Rubilyn Litao, a United Methodist deaconess on the program staff of Kasimbayan, an ecumenical center for development, works with the Rise Up for Life and for Rights.

"Social responsibility is one of the ministries I have come to commit myself as a deaconess,” she said. "The killing of Kian in the name of war on drugs is an affront to the One who gave life. Expressing this concern in front of the Philippine National Police is a principled move because those police inside are the ones responsible to many killings."

(Second from left) The Rev. Roland G. Annaguey, and (fourth from right) the Rev. Lizette Tapia-Raquel, United Methodist clergy studying at Yonsei University in Seoul, South Korea, joined a global action on Aug. 25, protesting extrajudicial killings under Philippines President Rodrigo Duterte. To date, there have been at least 12,000 victims, some of them as young as 5 years old. Photo courtesy of Lizette Tapia-Raquel.

(Second from left) The Rev. Roland G. Annaguey, and (fourth from right) the Rev. Lizette Tapia-Raquel, United Methodist clergy studying at Yonsei University in Seoul, South Korea, joined a global action on Aug. 25, protesting extrajudicial killings under Philippines President Rodrigo Duterte. Photo courtesy of Lizette Tapia-Raquel. 

"There may be martial law in Mindanao, but we have had martial rule in poor communities through Duterte’s War on Drugs since his first day in office,” said the Rev. Gilbert Billena, spokesperson for Rise Up for Life and for Rights.

“People have been killed every day at the whim of state forces under Operation Double Barrel/Tokhang. There is no due process. They just keep gunning people down on the street.

The organization calls for a dismantling of the drug pipeline through drug lords, suppliers, producers and “narco-politicians.”

“The poor need and deserve livelihood programs and social services, including rehabilitation for those dependent on drug use,” Billena added. “We must address the roots of what makes for the proliferation of the illegal drug trade and not just give the police a license to kill." 

Darlene Marquez-Caramanzana, a United Methodist deaconess and a staff executive for the education and nurture program of the National Council of Churches in the Philippines, was a signer of the Aug. 28 statement for the Movement Against Tyranny.

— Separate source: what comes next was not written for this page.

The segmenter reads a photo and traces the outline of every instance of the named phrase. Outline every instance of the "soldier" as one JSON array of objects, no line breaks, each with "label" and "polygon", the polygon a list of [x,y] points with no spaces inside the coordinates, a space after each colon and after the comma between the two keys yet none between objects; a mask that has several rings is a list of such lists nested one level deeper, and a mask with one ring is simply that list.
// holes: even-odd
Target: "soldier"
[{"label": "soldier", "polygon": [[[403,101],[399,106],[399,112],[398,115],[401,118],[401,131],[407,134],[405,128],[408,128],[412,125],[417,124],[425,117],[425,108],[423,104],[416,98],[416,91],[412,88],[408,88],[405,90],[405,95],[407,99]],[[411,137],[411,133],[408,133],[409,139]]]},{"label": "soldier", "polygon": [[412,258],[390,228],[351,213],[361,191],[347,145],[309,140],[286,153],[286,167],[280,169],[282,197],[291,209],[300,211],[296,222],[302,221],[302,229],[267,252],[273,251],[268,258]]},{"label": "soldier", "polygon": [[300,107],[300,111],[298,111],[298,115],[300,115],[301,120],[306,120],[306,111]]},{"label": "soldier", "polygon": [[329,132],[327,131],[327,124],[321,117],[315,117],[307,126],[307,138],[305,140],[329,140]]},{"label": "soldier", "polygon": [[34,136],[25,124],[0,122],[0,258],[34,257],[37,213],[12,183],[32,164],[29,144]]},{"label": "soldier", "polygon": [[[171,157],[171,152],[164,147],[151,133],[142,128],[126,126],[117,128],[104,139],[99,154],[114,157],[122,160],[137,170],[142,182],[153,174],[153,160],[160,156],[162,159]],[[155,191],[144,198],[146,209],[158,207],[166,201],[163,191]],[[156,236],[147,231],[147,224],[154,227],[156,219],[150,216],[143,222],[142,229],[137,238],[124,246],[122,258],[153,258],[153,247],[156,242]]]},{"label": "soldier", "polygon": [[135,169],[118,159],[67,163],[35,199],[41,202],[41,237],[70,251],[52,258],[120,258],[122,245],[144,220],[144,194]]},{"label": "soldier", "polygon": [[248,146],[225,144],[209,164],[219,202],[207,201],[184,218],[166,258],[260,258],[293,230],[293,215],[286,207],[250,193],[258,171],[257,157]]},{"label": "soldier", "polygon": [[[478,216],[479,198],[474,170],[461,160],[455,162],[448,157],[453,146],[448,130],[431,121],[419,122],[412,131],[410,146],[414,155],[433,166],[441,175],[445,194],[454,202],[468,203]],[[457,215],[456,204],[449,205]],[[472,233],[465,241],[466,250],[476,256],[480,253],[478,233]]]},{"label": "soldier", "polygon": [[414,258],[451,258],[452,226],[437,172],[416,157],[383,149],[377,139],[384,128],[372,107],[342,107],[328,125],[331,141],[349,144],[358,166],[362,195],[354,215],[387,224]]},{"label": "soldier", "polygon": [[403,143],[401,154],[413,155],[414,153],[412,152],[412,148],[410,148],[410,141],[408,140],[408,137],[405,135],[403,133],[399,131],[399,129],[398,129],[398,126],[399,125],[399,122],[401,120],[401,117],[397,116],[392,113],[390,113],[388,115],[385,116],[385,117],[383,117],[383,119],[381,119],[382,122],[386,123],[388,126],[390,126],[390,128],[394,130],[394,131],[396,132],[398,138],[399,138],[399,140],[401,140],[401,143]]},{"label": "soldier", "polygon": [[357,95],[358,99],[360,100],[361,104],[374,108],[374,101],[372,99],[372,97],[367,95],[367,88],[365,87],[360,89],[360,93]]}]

"In the face of blatant acts of tyranny, it is time to take a stand, to speak out and to act,” the statement said. “We demand an end to extrajudicial killings and mass murder in the name of the Duterte regime’s ‘war on drugs’ and ‘war on terror.’

"We demand a stop to indiscriminate aerial bombings, artillery fire and other destructive military operations that target civilian communities like Lumad and Moro communities, especially residences, schools, farms and commercial/business establishments."

The statement condemns blanket martial law powers, demands “an independent and impartial investigation” of arrests and human rights violations during the siege of Marawi and resists efforts to silence mass media and public opinion.

Lucena, the youth who attended the protest at police headquarters, said she believes that "justice is for all, not only for selected few, each one deserves due process. Kian never went through due process.

"Faith has taught us to love others, not only ourselves and not just stay in our own comforts, but empathize with others who go through a serious ordeal like the parents of Kian."